La última parte del libro son los Apéndices con la galería de personajes famosos sacados principalmente de las novelas de Pérez Reverte, un bestiario (animales normales, este es un juego serio :p), lista de equipo (con ilustraciones para cuando pregunten los jugadores sobre como es un objeto), un glosario de términos de juego y otro de germanía o argot (lastima que no venga también un índice alfabético que siempre es muy de agradecer a la hora de buscar algo) y un buen número de personajes pregenerados que sin duda agradecerán jugadores y narradores. Y terminando el libro, una hoja de personaje que, como ya he dicho, me parece demasiado sencilla (¿por qué últimamente no son tan bonitas las hojas de personaje como lo eran antes?).
La reseña ha sido amplia, pero sin duda lo merecía, así que procurare no extenderme mucho en la conclusión.

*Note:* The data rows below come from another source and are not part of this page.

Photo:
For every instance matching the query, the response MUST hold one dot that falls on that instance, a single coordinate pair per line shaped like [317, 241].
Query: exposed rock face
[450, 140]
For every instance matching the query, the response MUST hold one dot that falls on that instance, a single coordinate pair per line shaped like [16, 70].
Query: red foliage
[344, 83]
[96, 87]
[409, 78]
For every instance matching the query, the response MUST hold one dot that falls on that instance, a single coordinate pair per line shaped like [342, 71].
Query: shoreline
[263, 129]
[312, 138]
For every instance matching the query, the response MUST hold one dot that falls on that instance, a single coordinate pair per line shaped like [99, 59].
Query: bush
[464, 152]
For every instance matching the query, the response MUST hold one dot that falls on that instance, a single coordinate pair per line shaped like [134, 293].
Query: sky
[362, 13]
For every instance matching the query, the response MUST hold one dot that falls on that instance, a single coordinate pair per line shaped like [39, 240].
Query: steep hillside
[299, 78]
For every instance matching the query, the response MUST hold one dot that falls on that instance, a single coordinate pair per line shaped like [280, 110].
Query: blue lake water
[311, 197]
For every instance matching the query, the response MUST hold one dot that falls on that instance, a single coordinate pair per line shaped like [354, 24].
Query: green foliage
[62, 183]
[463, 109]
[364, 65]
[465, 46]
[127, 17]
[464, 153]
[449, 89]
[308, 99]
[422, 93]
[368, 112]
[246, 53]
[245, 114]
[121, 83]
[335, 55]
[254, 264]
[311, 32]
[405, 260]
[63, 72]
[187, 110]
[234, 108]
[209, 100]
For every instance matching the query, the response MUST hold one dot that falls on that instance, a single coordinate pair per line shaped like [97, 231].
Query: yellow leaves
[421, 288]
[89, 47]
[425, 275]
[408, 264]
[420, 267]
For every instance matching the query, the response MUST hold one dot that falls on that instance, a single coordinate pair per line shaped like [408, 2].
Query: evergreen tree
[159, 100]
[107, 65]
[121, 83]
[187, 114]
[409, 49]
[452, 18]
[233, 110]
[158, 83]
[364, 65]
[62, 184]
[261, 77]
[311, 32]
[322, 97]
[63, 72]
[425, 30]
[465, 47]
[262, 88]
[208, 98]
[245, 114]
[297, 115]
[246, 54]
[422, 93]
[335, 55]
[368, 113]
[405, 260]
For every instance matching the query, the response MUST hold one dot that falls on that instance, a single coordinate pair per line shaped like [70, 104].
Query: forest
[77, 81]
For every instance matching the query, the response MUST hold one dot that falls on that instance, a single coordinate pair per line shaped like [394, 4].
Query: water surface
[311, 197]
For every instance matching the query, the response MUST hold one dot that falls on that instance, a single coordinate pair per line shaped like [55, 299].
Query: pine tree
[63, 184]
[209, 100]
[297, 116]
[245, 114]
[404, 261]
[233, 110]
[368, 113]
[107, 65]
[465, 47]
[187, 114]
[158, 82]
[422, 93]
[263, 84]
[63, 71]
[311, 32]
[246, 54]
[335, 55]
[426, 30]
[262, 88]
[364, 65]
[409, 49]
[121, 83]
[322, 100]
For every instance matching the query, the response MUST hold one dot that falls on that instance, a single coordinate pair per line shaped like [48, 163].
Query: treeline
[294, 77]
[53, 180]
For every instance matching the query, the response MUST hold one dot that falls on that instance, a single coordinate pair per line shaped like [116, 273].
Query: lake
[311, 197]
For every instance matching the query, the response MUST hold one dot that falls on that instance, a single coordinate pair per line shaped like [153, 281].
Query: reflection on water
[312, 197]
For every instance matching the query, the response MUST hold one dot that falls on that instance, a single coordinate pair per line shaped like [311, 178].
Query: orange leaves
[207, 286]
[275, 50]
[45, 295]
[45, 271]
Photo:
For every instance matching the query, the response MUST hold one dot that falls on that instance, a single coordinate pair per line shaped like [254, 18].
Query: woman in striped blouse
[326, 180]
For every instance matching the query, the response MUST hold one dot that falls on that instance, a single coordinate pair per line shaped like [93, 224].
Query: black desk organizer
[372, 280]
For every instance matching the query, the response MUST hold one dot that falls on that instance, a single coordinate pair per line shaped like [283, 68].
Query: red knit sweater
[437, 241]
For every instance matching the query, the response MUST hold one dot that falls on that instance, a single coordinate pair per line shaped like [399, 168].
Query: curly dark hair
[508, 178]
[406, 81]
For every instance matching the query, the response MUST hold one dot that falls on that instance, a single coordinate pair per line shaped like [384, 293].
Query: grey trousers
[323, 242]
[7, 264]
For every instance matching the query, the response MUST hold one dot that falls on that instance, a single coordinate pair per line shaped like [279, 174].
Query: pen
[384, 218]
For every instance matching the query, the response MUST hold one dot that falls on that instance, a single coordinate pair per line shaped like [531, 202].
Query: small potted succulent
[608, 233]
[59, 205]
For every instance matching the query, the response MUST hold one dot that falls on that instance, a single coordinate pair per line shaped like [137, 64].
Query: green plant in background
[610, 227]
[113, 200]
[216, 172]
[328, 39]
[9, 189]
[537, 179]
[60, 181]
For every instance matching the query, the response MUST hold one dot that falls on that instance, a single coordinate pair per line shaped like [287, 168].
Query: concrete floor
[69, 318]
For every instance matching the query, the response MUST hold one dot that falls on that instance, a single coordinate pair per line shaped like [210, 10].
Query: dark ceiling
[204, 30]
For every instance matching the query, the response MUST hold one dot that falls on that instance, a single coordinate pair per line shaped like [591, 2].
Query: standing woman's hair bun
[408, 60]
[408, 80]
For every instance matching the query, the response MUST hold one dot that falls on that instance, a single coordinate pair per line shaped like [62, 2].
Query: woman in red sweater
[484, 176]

Me ha sorprendido gratamente este
Capitán Alatriste (tanto gráficamente como en contenido), realmente es un buen juego de rol para principiantes (y por supuesto, para veteranos) y me parece un libro excelente para regalar a quien recela de los juegos de rol como algo malvado o satánico.
Ricard Ibáñez ha conseguido un juego sencillo pero que cumple cualquier situación y, por otro lado y a diferencia de lo que suele ocurrir con otros juegos basados en licencias, esta del
Capitán Alatriste tiene suficiente riqueza en contenidos y es tan abierta, que puede dar mucho juego y partidas diferentes. Además, el estilo con el que esta escrito el texto ayuda a “meterse” dentro de la ambientación sin hacerse pesado y te anima a introducir ese habla en tus partidas de Alatriste. El resultado ha sido excelente, esperemos que sigan por este camino en los próximos suplementos y que no se duerman en los laureles.